例えば人間関係でいえば、旅の仲間が主人公の幼馴染のヒロインや、主人公に命を助けられた青年だったりする。あるいは、主人公が不思議な力で仲間を召喚するかもしれない。
仲間同士が因縁の仲だったりすることもある。しかしその関係性が見えるのは、あくまでも主人公との関わりを通じてのことだ。主人公とそれぞれが繋がり、目線が通った時、プレイヤーはようやく彼らの関係性を知ることが出来る。
つまり主人公と主要キャラクターは、まず一対一の関係性があることが大前提なのだ。関係図としては、主人公を中心とした放射状が基本になるだろう。
設定でいえば、世界を救う剣を扱えるのが主人公だけだったり、小さな学校に主人公が転校してきたところから物語が始まったりする。ただの一般人であっても、プロローグでそういう力を偶然手に入れて、世界の命運をかけた戦いに巻き込まれたりする。
設定上、主人公には主人公たる理由の「特別」があり、その「特別」を軸として物語は紡がれていく。物語のキーとなる設定と登場人物を紐付けてみれば、やはりその真ん中にいるのは主人公だ。
そして物語の構成としては、主人公の行動が物語を左右していく。もっと露骨に言ってしまえば「システム」と「フラグ」だ。
ランダムな要素を抜きにすれば、自らの意思で選択肢や行動を選び、物語に反映させられるのはプレイヤーだけだ。その点において、プレイヤーが操る主人公とそれ以外のキャラクターたちは、物語を動かす力が圧倒的に異なる。
勿論、主人公がどう足掻いたところで変えられない物語というのもある。しかし大抵の場合は、主人公の行動次第で物語が動き、物語は枝分かれしていくことになる。
「あなた≒主人公が中心の物語」と「そうでない物語」の2種類で分けた時、ほとんどのゲームは前者に該当し、上記で述べたような「主人公が中心」である特徴を持つ。
これはゲームという媒体の性質を鑑みれば当然のことだろう。ゲームは自主的に物語に関わる体験を提供するコンテンツだ。主人公をプレイヤーが演じ、その選択で動く世界が用意されるのは自然な流れだと言える。
特にソシャゲやスマホゲーでは、プレイヤー=主人公が中心の物語になる傾向が強い。これはキャラやシナリオが追加されるシステムが多いことが一因だろう。主人公から伸びる線を増やせばいいので、追加型スマホゲーのシステムと非常に相性が良いのだ。
ここまで読んでいただいた皆さんには、おそらく「あなたが中心の物語」について明確に理解していただけたものと思う。
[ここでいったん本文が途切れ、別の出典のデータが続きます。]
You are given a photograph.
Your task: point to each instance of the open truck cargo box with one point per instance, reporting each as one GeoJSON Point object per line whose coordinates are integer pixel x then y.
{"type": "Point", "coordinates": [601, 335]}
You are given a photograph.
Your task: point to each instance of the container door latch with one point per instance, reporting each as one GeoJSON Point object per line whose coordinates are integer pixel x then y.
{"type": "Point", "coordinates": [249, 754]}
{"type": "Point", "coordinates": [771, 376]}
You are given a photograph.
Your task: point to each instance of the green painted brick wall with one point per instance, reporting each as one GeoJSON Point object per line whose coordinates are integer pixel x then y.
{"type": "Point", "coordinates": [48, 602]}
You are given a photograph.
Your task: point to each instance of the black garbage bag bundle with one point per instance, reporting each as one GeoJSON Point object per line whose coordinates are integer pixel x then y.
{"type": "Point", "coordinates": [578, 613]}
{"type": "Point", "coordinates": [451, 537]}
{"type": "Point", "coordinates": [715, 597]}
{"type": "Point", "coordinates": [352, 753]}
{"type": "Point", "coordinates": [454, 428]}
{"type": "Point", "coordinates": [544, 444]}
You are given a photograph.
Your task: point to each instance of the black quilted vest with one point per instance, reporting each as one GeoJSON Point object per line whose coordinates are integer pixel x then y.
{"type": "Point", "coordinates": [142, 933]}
皆さんの好きなゲームや、名高い数多の名作ゲームについて、少し思い出してみて欲しい。きっと上の説明に心当たりがあるはずだ。
さて。前置きが非常に長くなったが、この記事は
ワールドエンドヒーローズ
というスマホゲームのガチマである。
そして長々と書いておいて何だが、上の長文はほとんど忘れてもらって構わない。
というのも、上で散々「あなたが中心の物語」について説明したわけだが、ワールドエンドヒーローズは後者、「そうでない物語」のゲームだからだ。
ワールドエンドヒーローズは、主人公の、プレイヤーのための物語ではない。
15人の少年たちの人生を描き、それが次第に繋がり重なり合っていく。いわば群像劇のような物語だ。
次の画像はアプリのダウンロード画面になる。
(以下、ワールドエンドヒーローズをワヒロと略す)
>高校生ヒーローたちの「指揮官」となって、彼らを導き、ともに戦おう!
>主人公『三津木慎』を通して、世界の謎に迫る「メインストーリー」
>ヒーローひとりずつが主人公となり、その物語を描く「サイドストーリー」
そう。まずゲームの説明からして、「プレイヤー(指揮官)」と「主人公」が明確に区別されているのだ。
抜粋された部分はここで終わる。